Ich kann das lüsterne Monster in seinen Augen sehen, genau wie bei allen anderen Männern, die zu meinen Shows kommen.
Mr. James verschränkt die Hände ineinander und bedankt sich noch einmal dafür, dass ich sein Angebot angenommen habe. Er erzählt mir, dass sein Kämpfer ein großer Kerl ist, der auf den Namen „The Beast“ hört, und dass er bereits in seiner Garderobe auf mich wartet.
Ich frage ihn, wie lange es noch bis zur Show dauert. „Zehn Minuten“, antwortet er mir lachend.
Ich sage Foxxy, dass sie unsere Plätze an der Bühne freihalten soll, und lasse mich von Mr. James in die Garderobe meines neuen Freundes, The Beast, führen.
Ein Schwarm Schmetterlinge fliegt in meinem Bauch herum. So nervös war ich seit meinen ersten Shows im Bunny nicht mehr. Normalerweise fühle ich mich am sichersten, wenn ich in meine Rolle schlüpfe.
Mr. James klopft an die Tür. Eine Stimme auf der anderen Seite klingt so leise, dass ich sie kaum höre.
Als Mr. James mich hereinführt, halte ich meinen Mund, aber die Umkleide gefällt mir sofort. Sie ist so geräumig und friedlich.

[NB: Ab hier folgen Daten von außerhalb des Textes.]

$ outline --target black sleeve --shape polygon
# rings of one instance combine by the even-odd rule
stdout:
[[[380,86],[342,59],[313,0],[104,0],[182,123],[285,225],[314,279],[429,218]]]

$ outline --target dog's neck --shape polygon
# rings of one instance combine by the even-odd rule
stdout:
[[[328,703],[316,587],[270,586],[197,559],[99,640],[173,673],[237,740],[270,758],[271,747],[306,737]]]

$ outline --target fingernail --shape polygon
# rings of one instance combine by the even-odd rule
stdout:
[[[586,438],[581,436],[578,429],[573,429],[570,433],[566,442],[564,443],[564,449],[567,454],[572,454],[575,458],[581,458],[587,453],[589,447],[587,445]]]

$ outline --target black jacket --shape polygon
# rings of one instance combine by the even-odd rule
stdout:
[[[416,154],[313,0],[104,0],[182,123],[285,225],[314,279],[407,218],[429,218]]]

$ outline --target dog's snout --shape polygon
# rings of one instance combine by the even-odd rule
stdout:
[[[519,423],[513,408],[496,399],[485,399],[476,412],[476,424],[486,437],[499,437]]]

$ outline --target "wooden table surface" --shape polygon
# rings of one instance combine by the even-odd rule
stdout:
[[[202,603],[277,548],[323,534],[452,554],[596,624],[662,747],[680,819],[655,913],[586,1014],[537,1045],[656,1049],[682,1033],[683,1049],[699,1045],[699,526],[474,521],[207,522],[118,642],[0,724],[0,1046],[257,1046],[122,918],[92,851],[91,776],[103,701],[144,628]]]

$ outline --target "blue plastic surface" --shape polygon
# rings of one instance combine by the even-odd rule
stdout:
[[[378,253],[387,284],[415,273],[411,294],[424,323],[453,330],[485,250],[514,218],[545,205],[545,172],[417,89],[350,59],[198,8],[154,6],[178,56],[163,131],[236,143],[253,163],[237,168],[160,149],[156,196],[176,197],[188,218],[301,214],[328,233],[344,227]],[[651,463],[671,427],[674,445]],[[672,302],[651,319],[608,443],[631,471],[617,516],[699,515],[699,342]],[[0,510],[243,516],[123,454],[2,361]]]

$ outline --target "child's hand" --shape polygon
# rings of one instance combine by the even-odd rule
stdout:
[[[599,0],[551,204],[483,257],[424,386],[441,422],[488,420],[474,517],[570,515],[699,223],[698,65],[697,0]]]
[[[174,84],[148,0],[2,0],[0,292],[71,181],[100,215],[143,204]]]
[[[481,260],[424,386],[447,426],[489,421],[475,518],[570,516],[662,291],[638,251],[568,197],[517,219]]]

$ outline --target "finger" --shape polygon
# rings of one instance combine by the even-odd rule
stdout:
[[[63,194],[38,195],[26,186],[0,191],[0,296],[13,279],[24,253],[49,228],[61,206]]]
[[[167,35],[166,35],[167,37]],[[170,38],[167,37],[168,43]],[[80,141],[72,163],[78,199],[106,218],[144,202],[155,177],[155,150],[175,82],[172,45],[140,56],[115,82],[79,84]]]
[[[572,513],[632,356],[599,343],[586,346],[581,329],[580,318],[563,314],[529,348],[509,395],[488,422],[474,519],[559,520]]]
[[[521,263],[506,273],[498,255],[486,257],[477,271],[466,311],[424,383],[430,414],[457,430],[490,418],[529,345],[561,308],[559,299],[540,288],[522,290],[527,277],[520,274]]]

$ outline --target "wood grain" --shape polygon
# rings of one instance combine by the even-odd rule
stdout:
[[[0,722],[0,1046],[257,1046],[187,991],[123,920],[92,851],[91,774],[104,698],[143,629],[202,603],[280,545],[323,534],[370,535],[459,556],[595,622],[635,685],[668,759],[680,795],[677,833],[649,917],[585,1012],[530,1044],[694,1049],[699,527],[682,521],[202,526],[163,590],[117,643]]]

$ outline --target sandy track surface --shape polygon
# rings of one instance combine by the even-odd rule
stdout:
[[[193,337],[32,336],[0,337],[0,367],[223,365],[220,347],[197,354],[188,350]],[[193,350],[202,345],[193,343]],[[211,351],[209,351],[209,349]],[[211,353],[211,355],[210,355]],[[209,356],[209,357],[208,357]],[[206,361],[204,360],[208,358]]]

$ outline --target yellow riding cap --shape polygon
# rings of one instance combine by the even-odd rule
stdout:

Ich denke an meine eigene Garderobe und wie ich sie mit den anderen Mädchen teilen muss, mit denen ich arbeite, und wie hektisch, laut und chaotisch sie ist, vor allem im Vergleich zu diesem Zufluchtsort.
Dann öffnet sich eine Tür. Ich neige meinen Körper in eine flirtende und verführerische Haltung: Die Hand auf der Hüfte, den Rücken gewölbt, die Brüste nach oben, den Hintern raus und den Bauch eingezogen.
Die Pose wird auch ‚das Original‘ genannt. Lady Wynter sagt, dass dies der allererste Schritt ist, um verführerisch zu sein. Du musst zuerst die Haltung lernen, dann folgt alles andere.
In der Millisekunde, in der ich The Beast nur in seinen sehr engen Boxershorts herauskommen sehe, schreie ich fast auf. Ich schaffe es jedoch gerade so, den Schrei zu unterdrücken, und verwandle mich in mein normales Ich, bevor er mich erkennt. Denn ich bin mir sicher, dass er mich erkennen würde.
Genau wie ich ihn erkenne.
The Beast.
Mein Benny.
Sofort beginne ich mir Sorgen um Ben zu machen. Ist das der Grund, warum er all die Jahre so viel trainiert hat? Weil er ein knallharter Kämpfer ist?
Er sieht aus wie Brad Pitt, aber ich habe ihn noch nie so ... so nackt gesehen. Ich wusste, dass er durchtrainiert und sehr sportlich ist, aber ... oh mein Gott!
Ich hatte keine Ahnung, dass Ben Tattoos hat. Auf seiner Brust und seinen Rippen befinden sich komplizierte, verschnörkelte Muster, die aussehen, als würden sie sich mit seinem Rücken verbinden.
Plötzlich sieht Ben nicht mehr so aus wie der süße Teddybär, den ich seit meiner Kindheit kenne. Jetzt sieht er aus wie ... nun ja, ein Tier. Wie ein Grizzlybär.
Ben mustert mich mit seinen hellblauen Augen. Ich bete, dass er meine Verkleidung nicht durchschaut. Ich bete, dass ich mein wahres Ich so gut wie möglich versteckt habe.
In den letzten drei Jahren bin ich im Strip-Club niemandem begegnet, den ich kenne. Das ist mein erster echter Test. Kann ich einen Mann, den ich schon mein ganzes Leben lang kenne, wirklich täuschen? Ich hoffe bei Gott, dass ich es kann.
Aber nicht nur das, jetzt muss ich auch noch vorgeben, seine Freundin zu sein! Ich muss vorgeben Bens Freundin zu sein!
Schmetterlinge flattern wie wild in meinem Bauch umher.
Wenn ich ihn nicht täuschen kann, wird mein Geheimnis auffliegen. Sie werden herausfinden, dass ihre kleine Mari eine Stripperin ist.
Erik wird mich umbringen.
Ich schlucke und schaue an Bens muskulösem Körper auf und ab; an seinen wogenden Muskeln.
Mein Bruder würde nicht einmal die Chance bekommen, mich zu töten. Wenn Ben die Wahrheit herausfindet, wird The Beast mich in Stücke reißen.